Kupang (ANTARA) - Komnas Perempuan mendorong aparat kepolisian menerapkan undang-undang tindak pidana kekerasan seksual (TPKS) dalam pengusutan kasus kekerasan seksual oleh calon pendeta SAS kepada belasan anak di Alor, NTT.
Komisioner Komnas Perempuan Andy Yentriani kepada ANTARA saat dihubungi dari Kupang, Minggu, (11/9/2022) mengatakan bahwa UU TPKS dapat digunakan dalam pengusutan kasus tersebut serta pendampingan korban.
“Kami sudah dengar kasus ini, dan kami mendorong agar polisi dalam pengusutan kasus ini menggunakan UU TPKS,” katanya.
Dia mengapresiasi upaya dari masyarakat sipil yang memberikan pendampingan kepada para korban kekerasan seksual yang dilakukan oleh calon pendeta berinisial SAS.
Disamping itu juga ia mengapresiasi upaya masyarakat sipil di kabupaten itu yang terus mendorong kepolisian untuk mengusut tuntas kasus tersebut.
Ia menambahkan bahwa berdasarkan UU TPKS pendampingan dilakukan oleh pengadaan layanan, dalam hal ini terutama oleh UPTD P2TP2A.
Pihaknya mengusulkan penggunaan UU tersebut karena UU itu dapat memberikan perlindungan terhadap korban kekerasan seksual.

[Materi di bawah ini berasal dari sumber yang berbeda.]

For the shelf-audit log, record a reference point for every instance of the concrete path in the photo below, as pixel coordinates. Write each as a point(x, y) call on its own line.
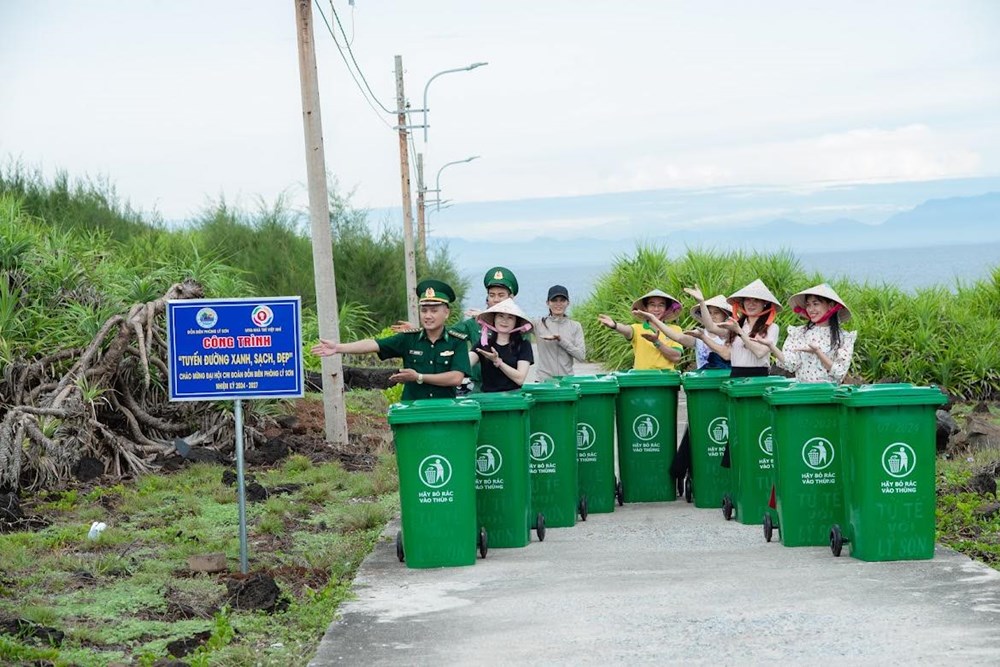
point(666, 583)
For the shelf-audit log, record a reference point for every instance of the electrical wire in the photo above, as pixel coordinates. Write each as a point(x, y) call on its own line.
point(350, 71)
point(351, 53)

Komnas Perempuan sendiri ujar dia, mempunyai peran dalam pemantauan pada proses implementasi UU tersebut. Dan dia berharap agar dalam prosesnya UU itu diterapkan.
Hingga kini sudah ada 12 korban kasus kekerasan seksual yang sudah melapor ke kepolisian. Aparat kepolisian setempat juga sudah menangkap dan menahan tersangka.
Polisi masih terus mengusut dan menyelidiki kasus itu untuk mencari tahu apakah ada korban lain lagi, akibat perbuatan tak terpuji yang dilakukan oleh SAS.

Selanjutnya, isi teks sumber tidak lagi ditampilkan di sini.